First-claims for unemployment benefits edged downward last week, the government said in a report with positive implications for freight transportation, while the estimate of second quarter economic growth was revised upward slightly.
Unemployment numbers are closely watched for their impact on shipping. The unemployment rate, currently 9.6 percent, has been blamed for contributing to uneven retail sales and a weak housing market, both of which affect freight transportation.
The Labor Department said first-time claims for unemployment benefits fell by 16,000 to 453,000 in the week ended Sept. 25, lower than economists’ consensus forecast of 460,000. The latest number indicates employers aren’t adding many jobs but aren’t cutting them at the rate they once were.
By The Numbers: JOC-ECRI Industrial Price Index.
GDP includes services as well as goods production and is not considered by most economists as a good proxy for transportation activity.
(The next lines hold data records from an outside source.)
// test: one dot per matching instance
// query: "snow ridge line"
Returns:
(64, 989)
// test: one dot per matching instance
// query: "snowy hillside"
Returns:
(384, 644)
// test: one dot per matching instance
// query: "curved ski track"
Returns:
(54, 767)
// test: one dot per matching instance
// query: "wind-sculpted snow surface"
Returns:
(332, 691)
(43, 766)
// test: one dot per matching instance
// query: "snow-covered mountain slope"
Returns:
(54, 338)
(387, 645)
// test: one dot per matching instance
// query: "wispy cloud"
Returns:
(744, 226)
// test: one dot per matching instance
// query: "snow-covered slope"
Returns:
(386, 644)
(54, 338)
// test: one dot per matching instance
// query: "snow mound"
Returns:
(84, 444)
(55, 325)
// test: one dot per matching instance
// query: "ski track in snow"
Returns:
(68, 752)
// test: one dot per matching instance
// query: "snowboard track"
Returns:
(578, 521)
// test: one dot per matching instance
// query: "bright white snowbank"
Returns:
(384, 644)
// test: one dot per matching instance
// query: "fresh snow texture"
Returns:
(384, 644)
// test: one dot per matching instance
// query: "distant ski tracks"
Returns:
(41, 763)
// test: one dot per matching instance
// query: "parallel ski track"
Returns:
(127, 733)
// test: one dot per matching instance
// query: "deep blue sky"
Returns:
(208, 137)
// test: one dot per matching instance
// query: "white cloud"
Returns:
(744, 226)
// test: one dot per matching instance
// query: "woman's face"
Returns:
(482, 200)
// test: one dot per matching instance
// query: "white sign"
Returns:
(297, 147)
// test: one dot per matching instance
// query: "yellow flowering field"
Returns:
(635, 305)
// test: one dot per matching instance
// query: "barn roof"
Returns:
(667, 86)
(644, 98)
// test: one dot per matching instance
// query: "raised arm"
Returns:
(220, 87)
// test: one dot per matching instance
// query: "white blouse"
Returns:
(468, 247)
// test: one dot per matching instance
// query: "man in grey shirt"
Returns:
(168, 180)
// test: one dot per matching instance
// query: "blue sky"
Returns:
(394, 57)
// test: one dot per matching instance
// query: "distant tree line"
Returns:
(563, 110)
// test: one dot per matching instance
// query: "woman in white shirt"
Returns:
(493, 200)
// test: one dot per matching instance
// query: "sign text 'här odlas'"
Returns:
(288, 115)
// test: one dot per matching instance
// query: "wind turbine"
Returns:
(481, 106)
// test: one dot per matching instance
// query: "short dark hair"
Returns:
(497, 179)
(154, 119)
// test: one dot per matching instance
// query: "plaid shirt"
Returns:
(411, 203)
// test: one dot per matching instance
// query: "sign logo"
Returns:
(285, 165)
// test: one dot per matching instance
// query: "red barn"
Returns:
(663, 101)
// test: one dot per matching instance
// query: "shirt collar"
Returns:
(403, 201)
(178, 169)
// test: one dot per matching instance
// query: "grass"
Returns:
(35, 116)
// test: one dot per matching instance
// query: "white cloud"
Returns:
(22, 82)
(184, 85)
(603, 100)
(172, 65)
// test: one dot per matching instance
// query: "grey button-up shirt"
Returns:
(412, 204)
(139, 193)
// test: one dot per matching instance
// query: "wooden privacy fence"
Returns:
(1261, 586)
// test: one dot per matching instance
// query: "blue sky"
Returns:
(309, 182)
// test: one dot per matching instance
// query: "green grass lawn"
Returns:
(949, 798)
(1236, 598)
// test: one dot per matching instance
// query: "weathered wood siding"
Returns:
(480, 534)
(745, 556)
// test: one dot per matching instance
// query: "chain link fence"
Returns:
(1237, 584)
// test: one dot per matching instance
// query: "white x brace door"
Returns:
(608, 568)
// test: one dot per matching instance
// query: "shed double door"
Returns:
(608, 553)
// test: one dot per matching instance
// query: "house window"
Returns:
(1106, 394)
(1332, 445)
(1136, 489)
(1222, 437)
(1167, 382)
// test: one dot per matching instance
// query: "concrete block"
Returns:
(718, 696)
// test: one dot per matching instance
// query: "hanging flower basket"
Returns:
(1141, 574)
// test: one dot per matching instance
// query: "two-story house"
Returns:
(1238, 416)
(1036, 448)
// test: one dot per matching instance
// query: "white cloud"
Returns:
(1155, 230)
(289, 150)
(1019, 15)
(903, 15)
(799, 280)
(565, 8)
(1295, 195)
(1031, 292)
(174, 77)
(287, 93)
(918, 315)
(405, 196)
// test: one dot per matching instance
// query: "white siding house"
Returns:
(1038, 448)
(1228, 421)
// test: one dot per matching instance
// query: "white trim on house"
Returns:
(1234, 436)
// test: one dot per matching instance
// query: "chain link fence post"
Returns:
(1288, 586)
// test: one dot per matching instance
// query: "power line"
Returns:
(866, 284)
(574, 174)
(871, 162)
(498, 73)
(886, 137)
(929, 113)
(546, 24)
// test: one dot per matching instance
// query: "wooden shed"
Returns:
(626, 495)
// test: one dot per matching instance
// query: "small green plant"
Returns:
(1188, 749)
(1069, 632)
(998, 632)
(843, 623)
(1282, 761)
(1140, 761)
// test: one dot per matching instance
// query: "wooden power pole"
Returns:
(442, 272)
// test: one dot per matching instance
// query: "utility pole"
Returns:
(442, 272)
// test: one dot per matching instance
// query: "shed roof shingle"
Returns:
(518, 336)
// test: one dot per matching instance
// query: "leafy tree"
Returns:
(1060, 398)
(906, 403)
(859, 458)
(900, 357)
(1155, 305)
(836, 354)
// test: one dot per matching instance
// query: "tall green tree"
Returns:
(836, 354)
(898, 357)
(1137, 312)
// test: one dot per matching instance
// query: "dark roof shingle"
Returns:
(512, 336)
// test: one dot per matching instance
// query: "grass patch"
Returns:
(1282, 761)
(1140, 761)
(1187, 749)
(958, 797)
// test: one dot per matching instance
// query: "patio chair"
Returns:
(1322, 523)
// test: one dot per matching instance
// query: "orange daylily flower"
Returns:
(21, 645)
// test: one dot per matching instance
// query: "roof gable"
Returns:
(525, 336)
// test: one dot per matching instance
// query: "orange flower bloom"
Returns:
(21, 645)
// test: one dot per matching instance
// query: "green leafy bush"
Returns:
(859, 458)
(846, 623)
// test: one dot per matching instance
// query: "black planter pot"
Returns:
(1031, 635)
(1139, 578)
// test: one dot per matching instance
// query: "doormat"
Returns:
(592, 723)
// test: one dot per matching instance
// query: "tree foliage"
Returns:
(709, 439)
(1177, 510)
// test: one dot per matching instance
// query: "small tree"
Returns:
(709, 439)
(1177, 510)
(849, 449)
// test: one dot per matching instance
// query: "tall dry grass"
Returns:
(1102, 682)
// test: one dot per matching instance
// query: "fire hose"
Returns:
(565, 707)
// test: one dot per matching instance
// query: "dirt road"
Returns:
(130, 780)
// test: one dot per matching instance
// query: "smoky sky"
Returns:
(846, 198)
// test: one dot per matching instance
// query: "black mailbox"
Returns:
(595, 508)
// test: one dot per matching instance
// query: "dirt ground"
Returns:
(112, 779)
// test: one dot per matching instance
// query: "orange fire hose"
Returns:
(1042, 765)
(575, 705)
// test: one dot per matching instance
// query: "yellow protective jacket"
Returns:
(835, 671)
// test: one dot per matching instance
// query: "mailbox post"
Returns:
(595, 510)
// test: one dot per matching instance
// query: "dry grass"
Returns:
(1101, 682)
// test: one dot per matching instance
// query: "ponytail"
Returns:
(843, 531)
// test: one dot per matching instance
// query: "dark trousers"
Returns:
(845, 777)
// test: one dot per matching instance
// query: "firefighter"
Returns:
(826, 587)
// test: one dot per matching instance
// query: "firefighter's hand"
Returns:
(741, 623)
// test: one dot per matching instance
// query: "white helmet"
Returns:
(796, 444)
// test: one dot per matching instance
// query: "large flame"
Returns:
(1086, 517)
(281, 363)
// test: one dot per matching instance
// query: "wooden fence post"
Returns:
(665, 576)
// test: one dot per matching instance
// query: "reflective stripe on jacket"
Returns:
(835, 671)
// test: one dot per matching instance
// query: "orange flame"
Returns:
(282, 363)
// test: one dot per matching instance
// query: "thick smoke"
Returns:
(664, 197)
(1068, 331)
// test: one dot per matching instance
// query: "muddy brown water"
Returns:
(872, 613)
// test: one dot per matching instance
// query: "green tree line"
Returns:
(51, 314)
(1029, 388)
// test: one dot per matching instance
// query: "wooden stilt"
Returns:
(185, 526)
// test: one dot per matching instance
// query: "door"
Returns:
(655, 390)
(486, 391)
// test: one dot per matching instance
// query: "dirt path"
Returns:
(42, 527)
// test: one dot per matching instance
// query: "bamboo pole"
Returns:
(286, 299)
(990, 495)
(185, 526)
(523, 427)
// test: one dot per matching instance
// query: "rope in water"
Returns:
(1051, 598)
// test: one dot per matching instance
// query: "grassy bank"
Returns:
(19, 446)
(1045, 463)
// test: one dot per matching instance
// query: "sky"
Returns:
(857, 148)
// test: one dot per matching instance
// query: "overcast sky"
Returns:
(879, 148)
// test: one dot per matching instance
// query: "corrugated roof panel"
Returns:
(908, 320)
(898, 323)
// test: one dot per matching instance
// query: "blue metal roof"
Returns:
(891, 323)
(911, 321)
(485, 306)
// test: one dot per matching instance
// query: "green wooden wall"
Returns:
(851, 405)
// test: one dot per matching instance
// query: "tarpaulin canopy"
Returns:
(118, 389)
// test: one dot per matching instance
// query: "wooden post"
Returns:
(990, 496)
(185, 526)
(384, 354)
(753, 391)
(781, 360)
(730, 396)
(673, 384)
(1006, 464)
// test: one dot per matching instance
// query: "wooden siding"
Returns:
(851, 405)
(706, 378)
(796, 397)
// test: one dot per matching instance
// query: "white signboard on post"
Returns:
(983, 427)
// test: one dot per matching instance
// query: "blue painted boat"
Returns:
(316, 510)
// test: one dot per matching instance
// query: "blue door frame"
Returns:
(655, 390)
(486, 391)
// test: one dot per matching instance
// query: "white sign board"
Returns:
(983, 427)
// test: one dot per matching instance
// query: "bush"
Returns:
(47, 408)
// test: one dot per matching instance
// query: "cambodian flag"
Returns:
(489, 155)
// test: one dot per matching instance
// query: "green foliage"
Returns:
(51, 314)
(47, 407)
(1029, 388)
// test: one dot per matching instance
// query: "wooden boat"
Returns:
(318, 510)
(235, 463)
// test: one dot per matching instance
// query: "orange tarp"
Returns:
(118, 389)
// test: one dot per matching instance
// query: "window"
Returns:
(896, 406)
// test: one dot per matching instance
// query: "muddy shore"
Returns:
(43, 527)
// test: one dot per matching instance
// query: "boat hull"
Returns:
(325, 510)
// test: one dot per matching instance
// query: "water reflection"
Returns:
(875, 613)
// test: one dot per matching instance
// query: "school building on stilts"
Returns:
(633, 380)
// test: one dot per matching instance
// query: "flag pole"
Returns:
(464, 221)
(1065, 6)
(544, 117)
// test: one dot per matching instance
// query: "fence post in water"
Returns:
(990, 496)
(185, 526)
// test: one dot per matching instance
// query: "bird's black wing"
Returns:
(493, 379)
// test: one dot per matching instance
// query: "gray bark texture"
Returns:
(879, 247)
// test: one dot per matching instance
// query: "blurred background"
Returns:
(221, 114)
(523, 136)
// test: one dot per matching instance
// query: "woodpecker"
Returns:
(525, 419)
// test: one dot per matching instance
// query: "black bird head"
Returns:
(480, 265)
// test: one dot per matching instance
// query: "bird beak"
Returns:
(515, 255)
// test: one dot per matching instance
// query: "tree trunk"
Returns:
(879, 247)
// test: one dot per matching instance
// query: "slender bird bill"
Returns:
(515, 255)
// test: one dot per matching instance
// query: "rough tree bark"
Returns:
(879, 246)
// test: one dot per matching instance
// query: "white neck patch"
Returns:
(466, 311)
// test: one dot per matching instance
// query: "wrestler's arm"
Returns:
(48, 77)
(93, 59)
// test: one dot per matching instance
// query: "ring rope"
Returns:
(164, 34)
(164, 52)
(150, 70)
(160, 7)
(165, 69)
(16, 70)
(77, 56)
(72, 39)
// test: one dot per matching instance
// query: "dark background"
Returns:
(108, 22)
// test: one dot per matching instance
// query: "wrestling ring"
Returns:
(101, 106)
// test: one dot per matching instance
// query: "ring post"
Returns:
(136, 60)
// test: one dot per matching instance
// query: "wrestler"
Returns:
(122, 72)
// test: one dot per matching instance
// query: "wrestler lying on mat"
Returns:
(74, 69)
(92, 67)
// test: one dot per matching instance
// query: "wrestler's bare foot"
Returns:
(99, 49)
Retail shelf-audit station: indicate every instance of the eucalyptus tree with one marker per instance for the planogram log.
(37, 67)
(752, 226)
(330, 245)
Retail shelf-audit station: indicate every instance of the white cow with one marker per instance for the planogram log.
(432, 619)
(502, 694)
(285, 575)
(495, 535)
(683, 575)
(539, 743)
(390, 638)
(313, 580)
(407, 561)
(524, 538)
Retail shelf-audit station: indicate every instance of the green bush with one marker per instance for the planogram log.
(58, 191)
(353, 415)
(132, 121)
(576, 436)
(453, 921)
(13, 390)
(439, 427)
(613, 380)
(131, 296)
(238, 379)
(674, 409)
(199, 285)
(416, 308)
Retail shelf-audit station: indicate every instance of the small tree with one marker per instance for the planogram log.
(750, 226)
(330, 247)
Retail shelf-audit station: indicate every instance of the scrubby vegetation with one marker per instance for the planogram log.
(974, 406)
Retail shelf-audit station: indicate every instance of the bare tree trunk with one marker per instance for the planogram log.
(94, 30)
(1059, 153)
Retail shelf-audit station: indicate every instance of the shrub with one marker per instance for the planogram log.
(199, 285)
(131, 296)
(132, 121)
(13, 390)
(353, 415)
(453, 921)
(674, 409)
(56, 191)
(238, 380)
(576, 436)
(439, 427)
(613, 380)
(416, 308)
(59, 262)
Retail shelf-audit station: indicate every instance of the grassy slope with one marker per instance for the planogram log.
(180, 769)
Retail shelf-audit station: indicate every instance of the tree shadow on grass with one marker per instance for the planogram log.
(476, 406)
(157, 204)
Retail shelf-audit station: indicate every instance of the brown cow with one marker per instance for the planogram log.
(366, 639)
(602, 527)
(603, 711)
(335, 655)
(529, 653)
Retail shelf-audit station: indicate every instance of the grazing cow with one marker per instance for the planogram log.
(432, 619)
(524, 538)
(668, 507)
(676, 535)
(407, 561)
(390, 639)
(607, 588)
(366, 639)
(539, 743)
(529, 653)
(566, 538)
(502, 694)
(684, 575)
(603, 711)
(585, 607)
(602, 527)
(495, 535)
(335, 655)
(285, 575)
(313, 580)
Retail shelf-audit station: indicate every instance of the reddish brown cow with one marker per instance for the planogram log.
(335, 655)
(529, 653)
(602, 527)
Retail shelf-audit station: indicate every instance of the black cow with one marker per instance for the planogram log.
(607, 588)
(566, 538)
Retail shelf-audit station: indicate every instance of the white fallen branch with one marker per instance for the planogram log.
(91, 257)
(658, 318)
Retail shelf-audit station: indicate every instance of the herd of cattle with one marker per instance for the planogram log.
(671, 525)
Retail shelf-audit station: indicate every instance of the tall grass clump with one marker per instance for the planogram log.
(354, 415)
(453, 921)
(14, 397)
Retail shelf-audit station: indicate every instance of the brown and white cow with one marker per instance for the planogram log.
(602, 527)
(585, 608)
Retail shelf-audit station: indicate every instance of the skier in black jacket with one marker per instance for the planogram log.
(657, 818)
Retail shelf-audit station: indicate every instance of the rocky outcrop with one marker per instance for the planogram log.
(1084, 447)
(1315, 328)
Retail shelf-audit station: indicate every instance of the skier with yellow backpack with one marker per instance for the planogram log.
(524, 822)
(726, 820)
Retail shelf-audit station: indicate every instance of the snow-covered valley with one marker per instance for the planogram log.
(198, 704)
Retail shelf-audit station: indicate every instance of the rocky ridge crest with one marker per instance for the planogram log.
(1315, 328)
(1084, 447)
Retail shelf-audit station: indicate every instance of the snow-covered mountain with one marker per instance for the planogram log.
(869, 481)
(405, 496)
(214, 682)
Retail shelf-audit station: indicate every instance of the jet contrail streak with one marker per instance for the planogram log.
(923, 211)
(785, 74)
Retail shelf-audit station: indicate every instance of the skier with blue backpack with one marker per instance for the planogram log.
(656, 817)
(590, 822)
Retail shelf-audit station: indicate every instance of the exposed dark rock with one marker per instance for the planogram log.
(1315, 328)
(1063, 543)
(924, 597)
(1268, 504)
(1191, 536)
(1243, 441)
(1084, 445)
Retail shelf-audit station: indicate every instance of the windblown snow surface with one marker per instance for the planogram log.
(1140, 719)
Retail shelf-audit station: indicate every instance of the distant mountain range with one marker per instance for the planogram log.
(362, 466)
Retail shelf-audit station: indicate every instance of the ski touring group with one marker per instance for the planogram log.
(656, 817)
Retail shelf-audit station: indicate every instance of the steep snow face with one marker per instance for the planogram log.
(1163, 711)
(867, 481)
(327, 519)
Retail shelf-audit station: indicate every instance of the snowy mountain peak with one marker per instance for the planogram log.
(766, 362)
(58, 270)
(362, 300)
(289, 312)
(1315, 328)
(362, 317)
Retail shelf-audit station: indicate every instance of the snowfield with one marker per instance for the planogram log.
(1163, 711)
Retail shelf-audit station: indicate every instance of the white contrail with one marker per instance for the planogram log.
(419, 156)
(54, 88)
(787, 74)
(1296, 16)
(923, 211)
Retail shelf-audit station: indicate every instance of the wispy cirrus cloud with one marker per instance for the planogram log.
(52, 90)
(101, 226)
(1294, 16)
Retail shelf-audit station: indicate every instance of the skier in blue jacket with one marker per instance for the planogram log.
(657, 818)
Gross domestic product increased 1.7 percent from the first quarter to the second, largely because of increased personal consumption and increased real nonresidential fixed investment, the Commerce Department said. The last previous estimate had been 1.6 percent. In the first quarter, real GDP increased 3.7 percent.
The slowing in the GDP growth rate in the second quarter reflected a jump in imports, which count as a negative in GDP, and in private inventory investment. Those factors were partially offset by an upturn in personal spending, housing investment, and growth in nonresidential fixed investment and government spending.